Lag screws reduce shear forces and provide interfragmentary compression of fracture fragments.  They should be used whenever possible even through plates or in concert with other repair techniques.  When high torsional, bending or compressive forces are present lag screws are relatively weak when compared to plate fixation.  It is common and recommended to use lag screw function, when possible, in plate fixation. Cortex screws used in plate function provide stability by compressing (lagging) the plate to the bone. Fixes angle screws lock their heads in the plate for stability but do not compress the plate to the bone and cannot be angled.  They also may create a problem during placement in areas with large muscle masses.  Additional it important to anticipate the location of the entire screw length when applying fixed angle screw to make sure the medullary cavity is entered in long bone repair. A common technical error with fixed angle screws is the failure to recognize bone is not fully engaged or placing them entirely in 1 cortical surface

Plates can function as neutralization, compression or buttress fashion. Double plating is the rule in unstable fractures except in areas of significant biomechanical advantage like the tension surface of the caudal ulna.  In general, the following principles apply when plates in long bone repairs

  1. One plate should span the length of the bone, do not cross the physis (unless indicated)

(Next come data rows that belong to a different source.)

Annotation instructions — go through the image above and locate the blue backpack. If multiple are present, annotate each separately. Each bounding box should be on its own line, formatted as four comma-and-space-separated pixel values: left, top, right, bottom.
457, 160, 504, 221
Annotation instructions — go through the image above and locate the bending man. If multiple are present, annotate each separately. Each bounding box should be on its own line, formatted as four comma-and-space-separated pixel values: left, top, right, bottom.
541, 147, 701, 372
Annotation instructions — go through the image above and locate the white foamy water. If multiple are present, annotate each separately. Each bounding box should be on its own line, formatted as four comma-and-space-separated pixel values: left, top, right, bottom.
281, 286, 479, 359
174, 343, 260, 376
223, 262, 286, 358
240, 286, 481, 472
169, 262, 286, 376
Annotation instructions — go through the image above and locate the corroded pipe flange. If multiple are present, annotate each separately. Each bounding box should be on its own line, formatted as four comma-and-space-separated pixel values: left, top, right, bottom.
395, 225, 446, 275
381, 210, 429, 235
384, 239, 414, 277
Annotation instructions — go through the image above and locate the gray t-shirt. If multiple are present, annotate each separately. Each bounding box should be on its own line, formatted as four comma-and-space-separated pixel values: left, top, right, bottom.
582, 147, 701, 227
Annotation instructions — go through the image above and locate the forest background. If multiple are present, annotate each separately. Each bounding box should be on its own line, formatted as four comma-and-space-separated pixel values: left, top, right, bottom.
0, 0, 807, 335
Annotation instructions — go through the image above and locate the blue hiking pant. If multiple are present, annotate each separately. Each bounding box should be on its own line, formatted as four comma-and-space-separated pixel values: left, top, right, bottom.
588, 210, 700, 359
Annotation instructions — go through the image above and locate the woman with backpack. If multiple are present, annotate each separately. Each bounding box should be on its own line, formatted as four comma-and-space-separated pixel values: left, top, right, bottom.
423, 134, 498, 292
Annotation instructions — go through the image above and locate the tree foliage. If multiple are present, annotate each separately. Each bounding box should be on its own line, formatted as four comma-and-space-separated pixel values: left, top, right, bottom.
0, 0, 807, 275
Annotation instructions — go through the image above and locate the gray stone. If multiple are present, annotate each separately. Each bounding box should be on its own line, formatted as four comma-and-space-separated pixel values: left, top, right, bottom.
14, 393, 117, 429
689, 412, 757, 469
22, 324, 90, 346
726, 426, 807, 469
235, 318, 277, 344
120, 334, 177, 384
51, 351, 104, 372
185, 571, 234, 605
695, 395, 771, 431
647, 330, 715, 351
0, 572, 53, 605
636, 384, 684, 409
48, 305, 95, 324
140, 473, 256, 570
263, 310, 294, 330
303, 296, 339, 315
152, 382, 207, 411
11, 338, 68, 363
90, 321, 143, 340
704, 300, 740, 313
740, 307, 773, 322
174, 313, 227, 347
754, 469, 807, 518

  2. The plate(s) centered over the bone so that the ends of the plate make solid contact with the bone and do not impede soft tissues.
  3. The plates are contoured well to the bone surface even with fixed angle plates.
  4. In double plate application, the plates are staggered or placed in such a way to avoid impeded of the screws on each other, cross threading and / or single cortex placement
  5. All holes in the plates are filled when possible
  6. The plates are placed in a biomechanically advantageous position based on the fracture location
  7. At least one plate is placed over the distal end of a proximal fracture fragment in an oblique fracture to capture that leading edge under the plate.
  8. When using fixed angled plating system the cortex bones should be placed in the plate first and the screws heads proper threaded in the plates.